Caculate age

Wed Feb 5 04:30:12 EST 2003

On Tue, 04 Feb 2003 09:51:45 GMT, Alex Martelli <aleax at aleax.it> wrote:

>Bengt Richter wrote:
>   ...
>> """
>> Numeric types used for keys obey the normal rules for numeric comparison:
>> if two numbers compare equal (e.g., 1 and 1.0) then they can be used
>> interchangeably to index the same dictionary entry.
>> """
>> 
>> <speculation>
>> IWT this would create a slight performance hit looking for a match when
>> the hash value is not there from a previous operation (i.e., do you
>> potentially have to hash an integer, convert to float and hash that, and
>
>No, there's a constraint on hash(): two objects that compare equal, a==b, 
>MUST ensure hash(a)==hash(b) if they're both usable as dict keys.
>
That constraint is not necessary for the internal hash in the implementation
I was describing, but it would be an optimization.

>>>> hash(1)
>1
>>>> hash(1.0)
>1
>>>>
>
>> This is compared to strings, that can't have equivalent values with
>> different hashes AFAIK, unless maybe there is a unicode equivalency that
>
>NO two objects can compare equal, be both usable as dict keys,
>AND return different hashes.
>
Well, I was thinking of a possible internal use of hashing which definitely
would not hash 1 and 1.0 to the same value. I am pretty sure it's a feasible
implementation, but special-casing hashing of numeric values probably speeds
things. I was thinking of the general method that hashes an object effectively
into a uniformly distributed random number modulo some prime to use as an index
into an array hash table to look up information. In the table is then a pointer
to either a single key-value/data-value pair of references, or a linked list
of them, if there has been (random style as mentioned) hash collisions (I know
there are other ways of dealing with collisions, this is just easy to explain).

So I was musing on how to use this mechanism with numeric objects that have different
representational bit patterns, and random-hashing those and getting different array
indices. The approach was to take the normal associated key-value/data-value reference
pair and substitute a reference to the first-established numerically equivalent numeric
key-value. The problem was then how to find the latter, and I thought that could be
done by re-hashing after converting to alternate numeric representations when feasible
such as float->int or long, or int/long to float up to +-2**53.
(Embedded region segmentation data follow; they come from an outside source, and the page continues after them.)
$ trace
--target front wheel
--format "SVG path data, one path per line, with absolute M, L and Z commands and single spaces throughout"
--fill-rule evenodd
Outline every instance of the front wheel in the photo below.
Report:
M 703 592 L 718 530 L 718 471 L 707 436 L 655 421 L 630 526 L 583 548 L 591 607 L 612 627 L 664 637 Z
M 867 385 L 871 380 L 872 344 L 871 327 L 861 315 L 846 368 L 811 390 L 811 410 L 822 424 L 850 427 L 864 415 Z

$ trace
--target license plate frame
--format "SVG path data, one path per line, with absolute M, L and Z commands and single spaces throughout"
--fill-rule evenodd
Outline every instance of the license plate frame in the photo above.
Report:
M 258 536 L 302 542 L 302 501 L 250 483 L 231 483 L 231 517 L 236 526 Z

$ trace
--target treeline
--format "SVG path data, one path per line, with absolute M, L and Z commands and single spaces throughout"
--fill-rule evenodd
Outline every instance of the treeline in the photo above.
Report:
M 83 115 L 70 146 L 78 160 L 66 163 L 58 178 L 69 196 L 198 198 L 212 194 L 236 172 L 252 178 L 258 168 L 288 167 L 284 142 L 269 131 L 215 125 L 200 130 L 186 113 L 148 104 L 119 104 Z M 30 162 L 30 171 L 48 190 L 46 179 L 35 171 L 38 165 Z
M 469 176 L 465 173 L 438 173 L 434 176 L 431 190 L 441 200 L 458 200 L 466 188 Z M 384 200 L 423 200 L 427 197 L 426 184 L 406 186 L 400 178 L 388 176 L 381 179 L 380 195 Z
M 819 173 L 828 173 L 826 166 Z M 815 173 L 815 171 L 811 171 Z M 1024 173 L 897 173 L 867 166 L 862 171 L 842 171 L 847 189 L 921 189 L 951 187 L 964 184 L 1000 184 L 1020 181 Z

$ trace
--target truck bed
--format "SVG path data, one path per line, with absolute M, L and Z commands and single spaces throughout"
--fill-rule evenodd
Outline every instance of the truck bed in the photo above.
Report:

This could work, but it would have extra overhead for new keys, so it is on reflection
more efficient to do a conversion up front within the hash algorithm to make equivalent numbers
hash consistently to equivalent hash values. The ultimate semantics of the dict implementation
would be the same, though of course the meaning of hash would be different if you just
exposed the internally used algorithm more or less directly.

Anyway, this is the kind of internal hashing strategy I was thinking about.
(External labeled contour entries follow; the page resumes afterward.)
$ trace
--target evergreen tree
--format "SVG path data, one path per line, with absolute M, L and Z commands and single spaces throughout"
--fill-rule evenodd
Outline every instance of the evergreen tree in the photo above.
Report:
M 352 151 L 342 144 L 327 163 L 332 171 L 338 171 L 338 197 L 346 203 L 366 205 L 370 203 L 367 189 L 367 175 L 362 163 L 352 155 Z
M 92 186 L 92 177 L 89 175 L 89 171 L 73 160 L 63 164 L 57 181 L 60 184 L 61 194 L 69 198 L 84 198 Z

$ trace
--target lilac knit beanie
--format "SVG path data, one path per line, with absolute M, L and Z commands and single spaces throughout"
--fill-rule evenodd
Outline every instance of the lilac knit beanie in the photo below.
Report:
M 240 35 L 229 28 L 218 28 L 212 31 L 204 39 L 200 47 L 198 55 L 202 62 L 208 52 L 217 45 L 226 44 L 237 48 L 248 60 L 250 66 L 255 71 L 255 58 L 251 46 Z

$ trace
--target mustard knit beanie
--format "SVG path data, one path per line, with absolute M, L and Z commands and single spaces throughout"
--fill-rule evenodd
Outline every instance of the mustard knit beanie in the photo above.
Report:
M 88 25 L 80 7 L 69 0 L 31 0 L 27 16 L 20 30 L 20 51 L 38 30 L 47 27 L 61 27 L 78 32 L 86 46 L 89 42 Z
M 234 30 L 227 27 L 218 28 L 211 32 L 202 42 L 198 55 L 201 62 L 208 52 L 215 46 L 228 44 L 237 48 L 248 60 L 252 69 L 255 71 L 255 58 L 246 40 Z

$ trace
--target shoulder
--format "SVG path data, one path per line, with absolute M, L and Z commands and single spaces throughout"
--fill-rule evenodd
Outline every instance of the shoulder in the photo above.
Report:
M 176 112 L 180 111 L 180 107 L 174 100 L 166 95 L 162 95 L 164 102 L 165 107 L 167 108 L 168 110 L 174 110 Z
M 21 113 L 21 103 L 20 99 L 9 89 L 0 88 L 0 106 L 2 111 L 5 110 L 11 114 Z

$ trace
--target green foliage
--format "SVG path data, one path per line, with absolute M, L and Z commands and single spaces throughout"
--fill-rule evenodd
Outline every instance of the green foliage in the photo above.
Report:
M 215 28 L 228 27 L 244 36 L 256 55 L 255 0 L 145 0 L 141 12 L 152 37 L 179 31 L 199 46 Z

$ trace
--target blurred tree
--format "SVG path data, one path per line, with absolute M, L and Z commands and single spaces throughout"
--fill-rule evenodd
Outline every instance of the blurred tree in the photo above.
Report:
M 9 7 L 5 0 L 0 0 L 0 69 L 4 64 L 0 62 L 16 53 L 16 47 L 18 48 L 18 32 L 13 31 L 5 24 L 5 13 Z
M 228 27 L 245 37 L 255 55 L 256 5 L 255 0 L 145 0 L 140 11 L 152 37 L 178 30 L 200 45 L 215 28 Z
As you know, but which might help clarify the picture for others, equal objects hash
(via the builtin hash function) to the same hash value, but unequal objects can also
hash to equal hash values. Here are some unequal keys with equal hashes:

 >>> d = {1540938112: 'x', 1125901447518592.0: 'f', 'abcd': 'z', 5835905407L: 'y'}
 >>> map(hash,d.keys())
 [1540938112, 1540938112, 1540938112, 1540938112]

Regards,
Bengt Richter